Second-hand was better than nothing; I pricked up my ears.
"What small hands you have," said the student from Bonn.
"They are like
white lilies lying in the pool of your black dress." This certainly
sounded the real thing. Her high-born reply was what interested
me.
Sympathetic murmur only.
"May I hold one?"
I heard two sighs--presumed they held--he had rifled those dark
waters of a
noble blossom.
"Look at my great fingers beside yours."
"But they are beautifully kept," said the sister of the
Baroness shyly.
The minx! Was love then a question of manicure?

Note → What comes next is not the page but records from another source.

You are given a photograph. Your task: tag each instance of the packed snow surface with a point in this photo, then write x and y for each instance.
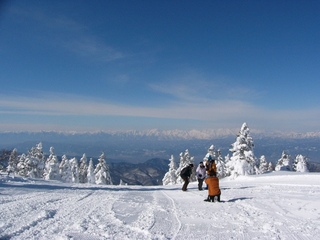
(278, 205)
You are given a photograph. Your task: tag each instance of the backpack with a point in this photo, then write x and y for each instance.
(184, 172)
(211, 167)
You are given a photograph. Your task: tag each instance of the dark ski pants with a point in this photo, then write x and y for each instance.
(200, 183)
(185, 185)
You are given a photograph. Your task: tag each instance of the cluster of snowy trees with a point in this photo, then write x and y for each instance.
(34, 164)
(241, 162)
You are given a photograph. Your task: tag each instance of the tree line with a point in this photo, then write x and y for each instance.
(242, 162)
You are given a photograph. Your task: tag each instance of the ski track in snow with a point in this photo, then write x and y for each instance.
(252, 208)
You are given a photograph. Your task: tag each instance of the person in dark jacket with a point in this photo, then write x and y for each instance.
(201, 174)
(185, 175)
(213, 188)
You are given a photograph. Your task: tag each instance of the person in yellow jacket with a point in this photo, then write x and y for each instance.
(214, 192)
(210, 165)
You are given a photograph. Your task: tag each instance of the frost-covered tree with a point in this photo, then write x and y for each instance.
(221, 167)
(102, 173)
(21, 166)
(243, 160)
(284, 163)
(74, 170)
(263, 167)
(228, 165)
(83, 169)
(13, 161)
(301, 164)
(65, 170)
(52, 167)
(90, 173)
(270, 167)
(185, 160)
(170, 178)
(34, 162)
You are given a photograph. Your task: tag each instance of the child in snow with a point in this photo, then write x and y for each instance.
(201, 174)
(213, 187)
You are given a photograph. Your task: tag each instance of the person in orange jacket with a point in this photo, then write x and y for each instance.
(213, 187)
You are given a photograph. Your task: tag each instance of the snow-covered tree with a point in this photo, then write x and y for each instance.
(221, 167)
(185, 160)
(74, 170)
(284, 163)
(83, 169)
(301, 164)
(102, 174)
(13, 161)
(34, 162)
(37, 156)
(65, 170)
(270, 167)
(52, 167)
(90, 173)
(170, 177)
(228, 165)
(263, 167)
(21, 166)
(243, 160)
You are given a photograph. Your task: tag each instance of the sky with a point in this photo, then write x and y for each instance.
(278, 205)
(123, 65)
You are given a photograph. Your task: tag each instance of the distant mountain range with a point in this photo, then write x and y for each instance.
(140, 146)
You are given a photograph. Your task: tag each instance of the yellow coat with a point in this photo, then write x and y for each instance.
(213, 186)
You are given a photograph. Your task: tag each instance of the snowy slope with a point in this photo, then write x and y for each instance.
(279, 205)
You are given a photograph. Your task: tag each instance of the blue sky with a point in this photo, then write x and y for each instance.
(118, 65)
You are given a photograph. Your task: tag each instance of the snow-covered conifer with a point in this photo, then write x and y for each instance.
(52, 167)
(90, 173)
(13, 161)
(34, 162)
(83, 169)
(301, 164)
(221, 168)
(65, 170)
(263, 167)
(170, 178)
(284, 163)
(229, 165)
(21, 166)
(185, 160)
(270, 167)
(74, 170)
(102, 173)
(243, 160)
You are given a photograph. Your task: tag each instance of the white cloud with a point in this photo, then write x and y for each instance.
(215, 113)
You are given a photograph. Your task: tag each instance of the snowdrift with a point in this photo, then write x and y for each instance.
(278, 205)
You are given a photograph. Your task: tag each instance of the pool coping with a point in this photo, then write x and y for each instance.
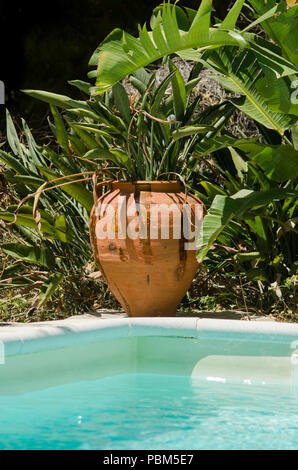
(36, 337)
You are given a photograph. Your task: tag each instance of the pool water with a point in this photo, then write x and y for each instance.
(151, 411)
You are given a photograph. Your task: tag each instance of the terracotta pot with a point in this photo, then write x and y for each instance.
(149, 275)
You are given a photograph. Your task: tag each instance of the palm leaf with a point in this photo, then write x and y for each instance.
(120, 54)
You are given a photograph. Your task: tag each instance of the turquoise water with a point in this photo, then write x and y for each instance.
(143, 411)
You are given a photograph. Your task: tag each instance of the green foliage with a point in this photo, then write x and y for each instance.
(248, 184)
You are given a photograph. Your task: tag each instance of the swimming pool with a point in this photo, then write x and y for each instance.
(155, 383)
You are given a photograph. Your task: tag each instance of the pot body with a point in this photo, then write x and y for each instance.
(137, 233)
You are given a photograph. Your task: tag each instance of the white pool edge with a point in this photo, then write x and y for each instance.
(60, 334)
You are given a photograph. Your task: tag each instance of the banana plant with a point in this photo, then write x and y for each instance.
(243, 62)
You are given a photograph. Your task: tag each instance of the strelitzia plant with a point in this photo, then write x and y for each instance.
(149, 134)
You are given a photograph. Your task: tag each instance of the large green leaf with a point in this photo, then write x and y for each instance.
(225, 208)
(280, 163)
(75, 190)
(120, 54)
(242, 69)
(30, 254)
(282, 28)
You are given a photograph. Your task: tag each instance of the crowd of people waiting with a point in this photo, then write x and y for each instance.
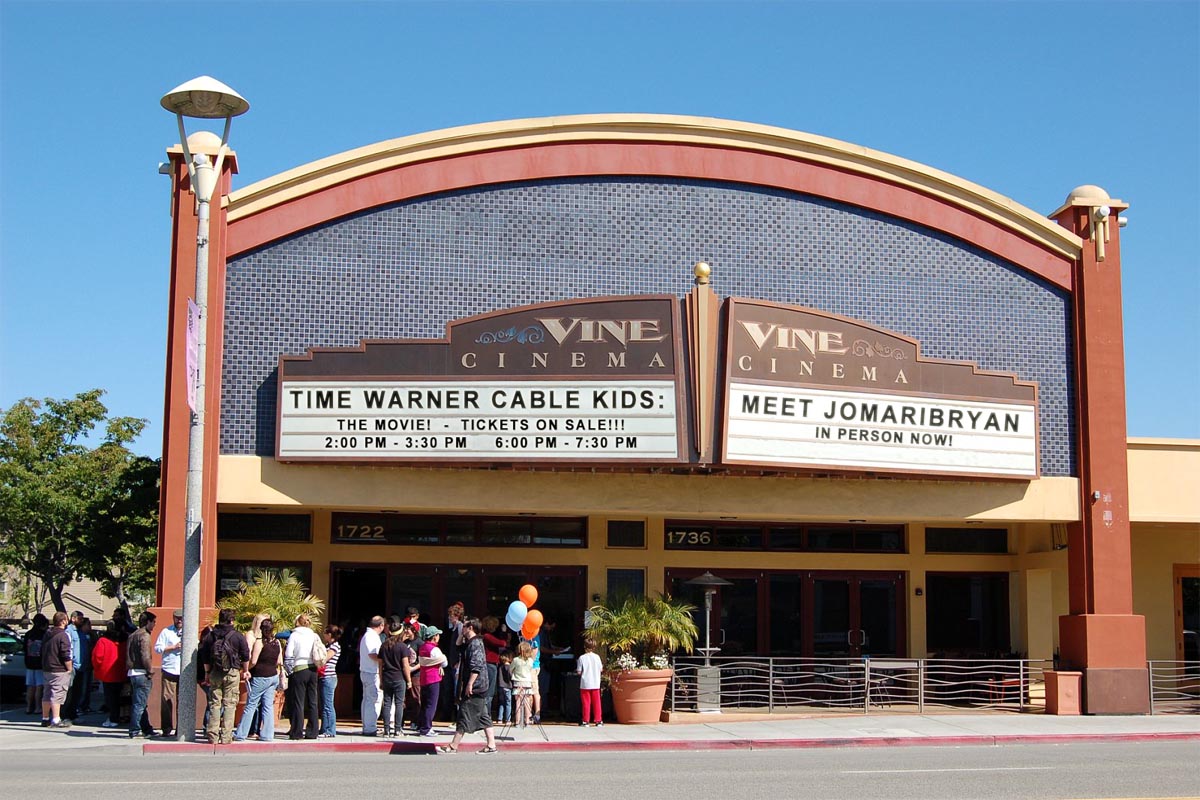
(473, 672)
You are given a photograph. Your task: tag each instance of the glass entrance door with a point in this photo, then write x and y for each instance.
(856, 614)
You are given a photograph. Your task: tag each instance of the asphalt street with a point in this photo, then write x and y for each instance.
(1074, 771)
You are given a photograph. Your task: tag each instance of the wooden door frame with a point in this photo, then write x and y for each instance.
(1179, 572)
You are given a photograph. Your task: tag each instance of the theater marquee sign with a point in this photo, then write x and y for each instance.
(594, 380)
(603, 382)
(813, 390)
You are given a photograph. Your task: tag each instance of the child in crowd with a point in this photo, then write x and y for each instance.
(588, 669)
(522, 681)
(504, 687)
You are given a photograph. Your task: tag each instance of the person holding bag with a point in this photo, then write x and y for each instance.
(300, 665)
(265, 666)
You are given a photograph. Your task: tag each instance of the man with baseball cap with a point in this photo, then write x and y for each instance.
(168, 645)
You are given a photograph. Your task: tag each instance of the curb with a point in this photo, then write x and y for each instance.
(430, 749)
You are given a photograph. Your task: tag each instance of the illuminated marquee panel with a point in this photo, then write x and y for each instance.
(811, 390)
(479, 420)
(586, 380)
(816, 427)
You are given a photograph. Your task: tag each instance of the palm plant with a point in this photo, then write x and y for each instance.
(281, 595)
(642, 627)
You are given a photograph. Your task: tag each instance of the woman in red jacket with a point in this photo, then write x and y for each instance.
(108, 666)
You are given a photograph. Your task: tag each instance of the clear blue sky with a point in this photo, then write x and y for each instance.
(1026, 98)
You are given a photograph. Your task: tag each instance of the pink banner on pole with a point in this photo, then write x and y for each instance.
(193, 352)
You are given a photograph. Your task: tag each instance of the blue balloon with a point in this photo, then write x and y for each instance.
(516, 614)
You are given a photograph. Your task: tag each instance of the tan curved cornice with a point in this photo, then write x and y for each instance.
(663, 128)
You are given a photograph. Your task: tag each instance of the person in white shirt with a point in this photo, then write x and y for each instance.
(168, 644)
(303, 679)
(369, 671)
(589, 669)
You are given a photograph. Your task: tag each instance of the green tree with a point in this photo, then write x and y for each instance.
(123, 548)
(53, 483)
(642, 626)
(279, 594)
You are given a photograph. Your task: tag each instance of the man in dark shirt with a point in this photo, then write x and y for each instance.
(223, 650)
(57, 668)
(473, 715)
(139, 668)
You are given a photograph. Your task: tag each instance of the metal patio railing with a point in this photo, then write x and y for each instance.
(1174, 687)
(858, 685)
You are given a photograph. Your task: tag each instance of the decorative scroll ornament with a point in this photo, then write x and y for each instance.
(862, 347)
(531, 335)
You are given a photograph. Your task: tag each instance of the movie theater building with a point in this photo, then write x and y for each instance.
(611, 353)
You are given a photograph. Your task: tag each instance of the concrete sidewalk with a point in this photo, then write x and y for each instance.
(699, 732)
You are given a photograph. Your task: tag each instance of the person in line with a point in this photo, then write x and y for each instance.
(432, 661)
(492, 647)
(522, 681)
(57, 672)
(472, 672)
(534, 692)
(369, 672)
(450, 643)
(395, 662)
(327, 675)
(265, 668)
(253, 635)
(108, 666)
(504, 691)
(301, 669)
(588, 669)
(223, 651)
(34, 678)
(168, 645)
(139, 668)
(413, 702)
(84, 675)
(72, 701)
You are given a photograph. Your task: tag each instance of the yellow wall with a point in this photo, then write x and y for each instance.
(1164, 505)
(1157, 548)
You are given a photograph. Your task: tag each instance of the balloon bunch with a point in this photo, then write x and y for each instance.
(521, 617)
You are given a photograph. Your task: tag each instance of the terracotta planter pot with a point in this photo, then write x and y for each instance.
(637, 695)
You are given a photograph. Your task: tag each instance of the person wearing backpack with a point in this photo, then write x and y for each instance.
(34, 679)
(222, 653)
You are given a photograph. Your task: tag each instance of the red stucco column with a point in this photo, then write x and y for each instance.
(1102, 637)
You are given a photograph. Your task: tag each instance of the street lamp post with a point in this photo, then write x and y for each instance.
(202, 97)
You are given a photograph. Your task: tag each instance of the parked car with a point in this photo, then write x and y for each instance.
(12, 667)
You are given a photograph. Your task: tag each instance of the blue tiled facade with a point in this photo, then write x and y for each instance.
(405, 270)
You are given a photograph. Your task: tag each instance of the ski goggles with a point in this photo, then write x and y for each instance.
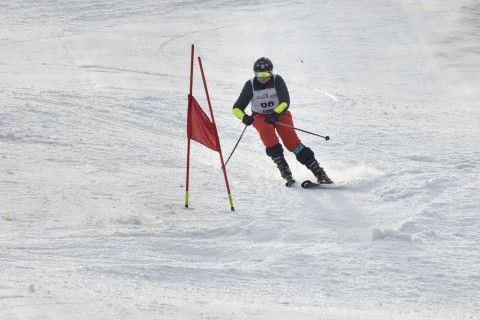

"How I should adore to kiss you," murmured the student.
"But you know I am
suffering from severe nasal catarrh, and I dare not risk giving
it to you.
Sixteen times last night did I count myself sneezing. And three
different
handkerchiefs."
I threw Morike into the lilac bush, and went back to the house.
A great
automobile snorted at the front door. In the salon great commotion.
The
Baroness was paying a surprise visit to her little daughter. Clad
in a
yellow mackintosh she stood in the middle of the room questioning
the
manager. And every guest the pension contained was grouped about
her, even
the Frau Doktor, presumably examining a timetable, as near to the
august
skirts as possible.
"But where is my maid?" asked the Baroness.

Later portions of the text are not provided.